The Impact of Coronavirus on the Private Equity Market
As the stock market partially bounced back from the sharp decline in mid-March, alternative investments that are more long-term focused, such as private equity, are still showing a clear downward trend. On a broader scale, in the first quarter of 2020, in the private equity market, both deal volume and transaction value were down. Most notably, deal volume decreased drastically by 21.68% from last year. Some PE giants also halted their acquisitions by the end of March. Even KKR put its original plan of selling Goodpack on pause. Goodpack is a Singapore-based bulk container maker which was expected to be sold for at least $2 billion USD. Given these shocking statistics, this article attempts to dive deeper into different challenges PE firms are currently facing due to COVID-19.
First of all, the pandemic is hitting various types of PE funds differently. It is almost a no-brainer that PE firms with a majority of their portfolio companies in the retail, tourism, and oil industries are struggling to support these companies they own. The nature of private equity also worsens the challenges their portfolio companies are facing. According to PwC, since the PE firms aim to sell their portfolio companies eventually, these companies “may have less robust contingency plans for dealing with this type of emergency.” Additionally, the way a PE firm funds its deals also impacts the extent to which the firms are affected by the pandemic. The PE funds that normally use higher leverage would have to fight harder to stay solvent as the cash flow from their portfolio companies dwindles. With the low level of cash flow, the debt burden would weigh heavier on their shoulders and add additional stress to the fund. On the contrary, portfolio companies that are mostly in the software, technology, and healthcare space that are owned by growth equity investors would be relatively safe. As some software companies keep bringing recurring revenue, enabling people to work from home, and generating a higher EBITDA margin, they are more likely to be able to weather this pandemic. Therefore, different types of PE funds with different financing and investing strategies and goals would face different challenges at this time.
Secondly, besides operational challenges, completing a transaction could become harder for many reasons involving valuation, financing, and due diligence. For the valuation part, it’s harder to forecast future profits due to the current uncertainty. The trending joke “EBITDAC”--- “Earnings Before Interest, Tax, Depreciation, Amortization, and COVID” is becoming less of a joke but the new reality. In terms of financing deals, according to Mintz,“ lending availability will be more limited and this will require alternative approaches to the financing.” As debt financing becomes a less viable option, other financing strategies such as equity and earn-outs would become more common. Lastly, conducting in-person due diligence becomes more laborious and risky in the lock-down. Therefore, acquirers would need to find alternative ways to negotiate deals and conduct due diligence virtually. Lastly, as firms focus more on keeping portfolio companies alive rather than completing new transactions, we expect that it would take longer to close a deal. It’s reasonable to speculate that there could be more opportunities for distressed investing in the next two quarters.
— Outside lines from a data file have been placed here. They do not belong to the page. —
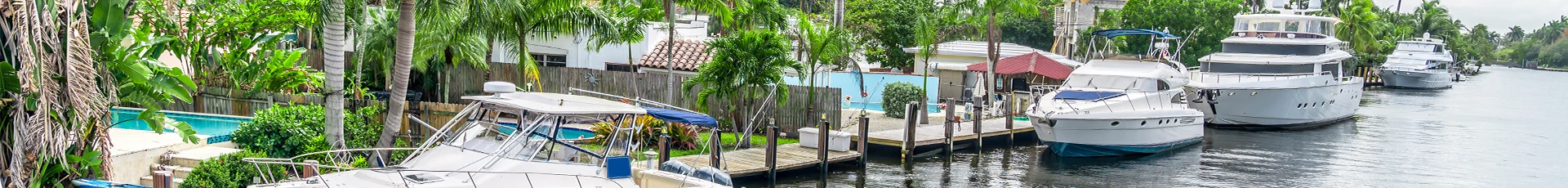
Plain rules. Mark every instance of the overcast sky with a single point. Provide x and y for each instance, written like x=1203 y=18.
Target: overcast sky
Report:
x=1498 y=15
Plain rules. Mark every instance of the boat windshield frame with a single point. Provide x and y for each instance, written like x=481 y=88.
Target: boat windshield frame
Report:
x=487 y=118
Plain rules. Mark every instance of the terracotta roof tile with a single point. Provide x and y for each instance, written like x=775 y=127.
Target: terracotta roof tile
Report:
x=687 y=56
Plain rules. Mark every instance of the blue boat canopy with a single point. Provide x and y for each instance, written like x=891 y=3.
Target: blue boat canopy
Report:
x=1125 y=32
x=1087 y=94
x=683 y=116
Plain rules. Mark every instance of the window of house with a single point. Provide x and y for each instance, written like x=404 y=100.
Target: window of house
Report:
x=621 y=68
x=549 y=60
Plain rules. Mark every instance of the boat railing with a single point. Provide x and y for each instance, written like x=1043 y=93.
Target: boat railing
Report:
x=1242 y=77
x=1128 y=99
x=301 y=167
x=526 y=176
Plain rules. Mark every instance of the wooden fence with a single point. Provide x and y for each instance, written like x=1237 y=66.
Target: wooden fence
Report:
x=789 y=116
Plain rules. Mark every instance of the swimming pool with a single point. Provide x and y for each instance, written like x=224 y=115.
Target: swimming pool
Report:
x=877 y=107
x=216 y=128
x=565 y=133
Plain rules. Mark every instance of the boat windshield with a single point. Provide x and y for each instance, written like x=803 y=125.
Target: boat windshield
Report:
x=1109 y=82
x=533 y=137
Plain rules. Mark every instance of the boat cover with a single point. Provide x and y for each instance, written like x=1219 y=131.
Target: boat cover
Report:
x=1087 y=94
x=683 y=116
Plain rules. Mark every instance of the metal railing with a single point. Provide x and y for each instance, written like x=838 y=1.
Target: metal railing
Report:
x=306 y=167
x=1242 y=77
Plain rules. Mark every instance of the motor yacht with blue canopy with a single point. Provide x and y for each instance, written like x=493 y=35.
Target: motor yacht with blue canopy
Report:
x=474 y=150
x=1118 y=104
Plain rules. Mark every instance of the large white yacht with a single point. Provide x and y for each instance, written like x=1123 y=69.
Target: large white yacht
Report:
x=1423 y=63
x=1120 y=105
x=1276 y=71
x=482 y=150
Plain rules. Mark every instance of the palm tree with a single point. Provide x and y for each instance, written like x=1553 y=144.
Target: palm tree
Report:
x=334 y=37
x=1360 y=27
x=826 y=47
x=745 y=66
x=988 y=11
x=397 y=88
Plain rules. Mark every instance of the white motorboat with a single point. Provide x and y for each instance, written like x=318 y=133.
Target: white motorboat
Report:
x=1276 y=71
x=1118 y=105
x=1421 y=63
x=482 y=150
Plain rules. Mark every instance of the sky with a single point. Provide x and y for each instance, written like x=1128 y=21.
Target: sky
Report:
x=1498 y=15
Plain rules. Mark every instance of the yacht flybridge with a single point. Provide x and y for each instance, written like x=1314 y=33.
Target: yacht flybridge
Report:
x=1276 y=71
x=1421 y=63
x=506 y=141
x=1120 y=105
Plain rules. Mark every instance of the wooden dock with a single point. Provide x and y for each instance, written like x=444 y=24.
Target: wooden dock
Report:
x=933 y=133
x=753 y=162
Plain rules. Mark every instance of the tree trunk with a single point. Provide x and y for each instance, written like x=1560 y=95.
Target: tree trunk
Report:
x=399 y=88
x=670 y=52
x=991 y=58
x=336 y=35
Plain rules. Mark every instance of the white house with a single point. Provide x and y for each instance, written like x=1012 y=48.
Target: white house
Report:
x=572 y=51
x=951 y=63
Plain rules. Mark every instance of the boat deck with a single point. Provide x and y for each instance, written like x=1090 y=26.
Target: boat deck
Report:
x=933 y=133
x=753 y=162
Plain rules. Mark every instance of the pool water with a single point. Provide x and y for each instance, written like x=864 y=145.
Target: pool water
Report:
x=565 y=133
x=877 y=107
x=216 y=128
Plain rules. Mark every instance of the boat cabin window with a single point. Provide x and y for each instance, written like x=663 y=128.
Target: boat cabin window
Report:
x=1418 y=47
x=1109 y=82
x=1272 y=49
x=538 y=137
x=1283 y=25
x=1236 y=68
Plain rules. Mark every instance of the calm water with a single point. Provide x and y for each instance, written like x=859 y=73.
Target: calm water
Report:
x=1508 y=128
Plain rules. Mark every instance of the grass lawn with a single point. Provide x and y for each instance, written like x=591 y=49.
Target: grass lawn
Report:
x=728 y=143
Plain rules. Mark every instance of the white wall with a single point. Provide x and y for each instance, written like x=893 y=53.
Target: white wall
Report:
x=577 y=47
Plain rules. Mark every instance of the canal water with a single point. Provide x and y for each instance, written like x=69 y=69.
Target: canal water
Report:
x=1506 y=128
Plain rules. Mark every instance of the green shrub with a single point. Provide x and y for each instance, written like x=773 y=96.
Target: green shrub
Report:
x=898 y=94
x=681 y=135
x=284 y=132
x=229 y=171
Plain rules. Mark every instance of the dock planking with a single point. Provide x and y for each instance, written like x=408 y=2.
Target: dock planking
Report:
x=932 y=133
x=753 y=162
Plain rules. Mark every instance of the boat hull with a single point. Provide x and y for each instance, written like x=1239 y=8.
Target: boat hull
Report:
x=1416 y=80
x=1267 y=109
x=1120 y=133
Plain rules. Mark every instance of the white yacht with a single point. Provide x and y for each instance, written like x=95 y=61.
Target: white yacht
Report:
x=1276 y=71
x=1118 y=105
x=1423 y=63
x=482 y=150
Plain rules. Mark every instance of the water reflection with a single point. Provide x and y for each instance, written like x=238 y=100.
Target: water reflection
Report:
x=1501 y=129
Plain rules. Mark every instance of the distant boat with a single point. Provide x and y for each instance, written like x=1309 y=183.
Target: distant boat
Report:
x=1276 y=71
x=1421 y=63
x=1120 y=105
x=474 y=150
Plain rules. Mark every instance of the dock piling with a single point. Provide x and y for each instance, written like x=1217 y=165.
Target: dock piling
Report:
x=822 y=143
x=908 y=131
x=864 y=132
x=773 y=152
x=947 y=126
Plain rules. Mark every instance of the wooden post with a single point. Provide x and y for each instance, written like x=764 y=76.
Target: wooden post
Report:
x=664 y=150
x=162 y=179
x=714 y=159
x=908 y=131
x=773 y=150
x=978 y=118
x=310 y=171
x=947 y=126
x=822 y=143
x=864 y=132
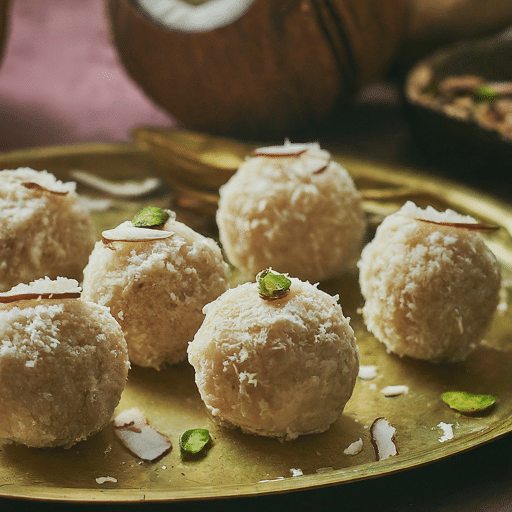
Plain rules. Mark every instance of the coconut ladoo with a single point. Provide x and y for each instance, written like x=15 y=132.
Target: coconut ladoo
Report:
x=63 y=364
x=294 y=209
x=155 y=274
x=430 y=284
x=275 y=358
x=45 y=230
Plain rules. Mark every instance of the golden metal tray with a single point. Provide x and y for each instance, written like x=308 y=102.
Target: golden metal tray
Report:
x=101 y=470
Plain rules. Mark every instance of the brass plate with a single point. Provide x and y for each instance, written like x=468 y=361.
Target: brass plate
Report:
x=245 y=465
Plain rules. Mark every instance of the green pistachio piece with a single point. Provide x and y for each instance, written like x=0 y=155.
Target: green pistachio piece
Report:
x=485 y=93
x=467 y=403
x=150 y=217
x=194 y=440
x=272 y=285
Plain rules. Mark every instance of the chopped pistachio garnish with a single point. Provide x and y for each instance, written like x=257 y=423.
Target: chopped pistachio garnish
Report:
x=272 y=285
x=150 y=217
x=194 y=441
x=467 y=403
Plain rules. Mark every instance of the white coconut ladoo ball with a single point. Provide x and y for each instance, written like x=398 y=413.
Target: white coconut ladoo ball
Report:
x=155 y=282
x=277 y=368
x=294 y=209
x=45 y=231
x=430 y=284
x=63 y=364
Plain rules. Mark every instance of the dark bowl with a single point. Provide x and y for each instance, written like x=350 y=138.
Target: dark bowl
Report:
x=462 y=143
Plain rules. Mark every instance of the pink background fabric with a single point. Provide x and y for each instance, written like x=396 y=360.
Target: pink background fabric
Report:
x=61 y=81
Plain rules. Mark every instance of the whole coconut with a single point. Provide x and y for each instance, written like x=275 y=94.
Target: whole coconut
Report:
x=263 y=68
x=278 y=67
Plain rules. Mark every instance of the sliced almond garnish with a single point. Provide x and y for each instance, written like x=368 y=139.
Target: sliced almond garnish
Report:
x=474 y=226
x=127 y=232
x=383 y=439
x=288 y=149
x=45 y=288
x=135 y=432
x=35 y=186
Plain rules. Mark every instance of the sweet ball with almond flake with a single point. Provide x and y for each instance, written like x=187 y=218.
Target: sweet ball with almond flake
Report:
x=430 y=283
x=292 y=208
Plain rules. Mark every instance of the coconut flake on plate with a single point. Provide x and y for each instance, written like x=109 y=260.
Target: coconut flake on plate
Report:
x=383 y=439
x=354 y=448
x=395 y=390
x=128 y=188
x=61 y=287
x=447 y=429
x=367 y=372
x=102 y=479
x=135 y=432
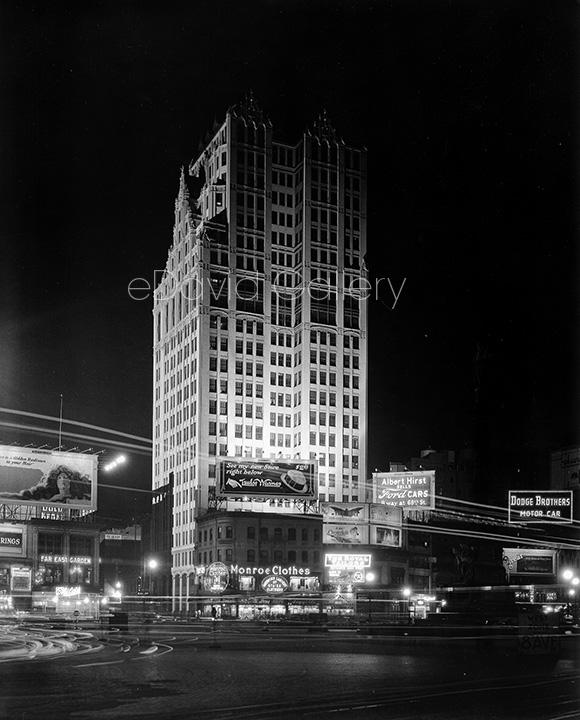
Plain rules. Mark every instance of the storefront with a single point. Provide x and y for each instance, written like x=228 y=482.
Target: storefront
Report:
x=67 y=601
x=256 y=593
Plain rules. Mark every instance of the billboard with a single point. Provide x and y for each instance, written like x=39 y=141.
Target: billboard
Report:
x=30 y=476
x=349 y=512
x=385 y=536
x=267 y=478
x=11 y=540
x=20 y=579
x=529 y=561
x=405 y=489
x=386 y=515
x=345 y=534
x=546 y=506
x=216 y=578
x=343 y=561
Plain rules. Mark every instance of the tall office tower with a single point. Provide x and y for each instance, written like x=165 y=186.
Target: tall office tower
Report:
x=260 y=332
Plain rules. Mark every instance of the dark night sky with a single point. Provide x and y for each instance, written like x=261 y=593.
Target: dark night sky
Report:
x=467 y=111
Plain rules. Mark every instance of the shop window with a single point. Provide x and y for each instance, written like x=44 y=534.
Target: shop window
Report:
x=50 y=544
x=81 y=545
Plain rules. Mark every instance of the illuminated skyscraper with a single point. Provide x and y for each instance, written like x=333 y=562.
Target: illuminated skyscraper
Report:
x=260 y=335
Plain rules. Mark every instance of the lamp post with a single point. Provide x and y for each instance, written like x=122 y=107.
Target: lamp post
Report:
x=370 y=578
x=152 y=564
x=572 y=583
x=407 y=595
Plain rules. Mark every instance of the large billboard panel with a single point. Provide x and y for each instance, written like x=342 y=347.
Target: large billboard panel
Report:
x=343 y=534
x=350 y=512
x=405 y=489
x=545 y=506
x=30 y=476
x=270 y=478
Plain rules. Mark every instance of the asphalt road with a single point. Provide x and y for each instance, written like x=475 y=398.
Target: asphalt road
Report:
x=189 y=671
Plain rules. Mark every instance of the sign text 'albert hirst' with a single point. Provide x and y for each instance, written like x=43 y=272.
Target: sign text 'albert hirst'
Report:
x=405 y=489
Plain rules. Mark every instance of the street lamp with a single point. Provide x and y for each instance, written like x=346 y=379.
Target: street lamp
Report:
x=407 y=594
x=370 y=577
x=119 y=460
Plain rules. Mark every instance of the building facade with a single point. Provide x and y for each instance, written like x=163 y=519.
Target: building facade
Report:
x=272 y=565
x=51 y=567
x=260 y=319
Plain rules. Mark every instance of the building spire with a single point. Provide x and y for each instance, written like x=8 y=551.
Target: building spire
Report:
x=323 y=128
x=250 y=110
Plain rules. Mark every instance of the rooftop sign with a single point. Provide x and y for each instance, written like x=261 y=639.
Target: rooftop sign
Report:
x=405 y=489
x=270 y=478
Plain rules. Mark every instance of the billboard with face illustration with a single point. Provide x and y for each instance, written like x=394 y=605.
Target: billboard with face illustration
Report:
x=30 y=476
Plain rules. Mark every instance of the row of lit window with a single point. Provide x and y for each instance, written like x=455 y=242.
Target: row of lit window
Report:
x=281 y=238
x=264 y=534
x=321 y=439
x=330 y=460
x=264 y=556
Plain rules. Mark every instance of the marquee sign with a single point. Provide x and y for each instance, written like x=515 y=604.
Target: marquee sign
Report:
x=270 y=478
x=73 y=559
x=11 y=540
x=67 y=590
x=273 y=570
x=411 y=490
x=540 y=506
x=274 y=584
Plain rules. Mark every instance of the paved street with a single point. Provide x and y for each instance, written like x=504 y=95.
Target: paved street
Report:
x=181 y=670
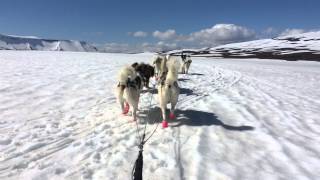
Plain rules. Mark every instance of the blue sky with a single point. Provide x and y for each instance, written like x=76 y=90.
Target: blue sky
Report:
x=106 y=21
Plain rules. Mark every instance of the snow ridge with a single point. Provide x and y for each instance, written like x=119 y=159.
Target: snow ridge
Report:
x=34 y=43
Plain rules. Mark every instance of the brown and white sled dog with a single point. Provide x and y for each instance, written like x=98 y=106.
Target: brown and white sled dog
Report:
x=157 y=60
x=128 y=90
x=186 y=65
x=168 y=89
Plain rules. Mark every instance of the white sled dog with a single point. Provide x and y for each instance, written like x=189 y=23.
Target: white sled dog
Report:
x=128 y=90
x=168 y=89
x=186 y=65
x=157 y=60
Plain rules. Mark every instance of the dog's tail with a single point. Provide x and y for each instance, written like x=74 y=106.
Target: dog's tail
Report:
x=126 y=74
x=173 y=65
In conclusion, the above-mentioned risks are only my personal opinions and they are not exhaustive. In such a turbulent time, each firm needs to assess its own portfolio companies and investment strategies to find the best way to mitigate risks.
Resources:
Rosacia, Pam, and Gaurang Dholakia. “Pandemic, Economic Uncertainty Slow US Private Equity Deal Activity in Q1.” Pandemic, Economic Uncertainty Slow US Private Equity Deal Activity in Q1 | S&P Global Market Intelligence, 9 Apr. 2020, www.spglobal.com/marketintelligence/en/news-insights/latest-news-headlines/pandemic-economic-uncertainty-slow-us-private-equity-deal-activity-in-q1-57949952.
Daga, Anshuman. “Exclusive: KKR Shelves $2 Billion Sale of Singapore-Based Goodpack Due to Market Slump: Sources.” Reuters, Thomson Reuters, 1 Apr. 2020, www.reuters.com/article/us-health-coronavirus-goodpack-exclusive/exclusive-kkr-shelves-2-billion-sale-of-singapore-based-goodpack-due-to-market-slump-sources-idUSKBN21J480.
PricewaterhouseCoopers. “COVID-19 and the Private Equity Industry.” PwC, www.pwc.com/us/en/library/covid-19/coronavirus-private-equity.html.
“Private Equity Investing and the Pandemic.” Mintz, www.mintz.com/insights-center/events/2020/private-equity-investing-and-pandemic.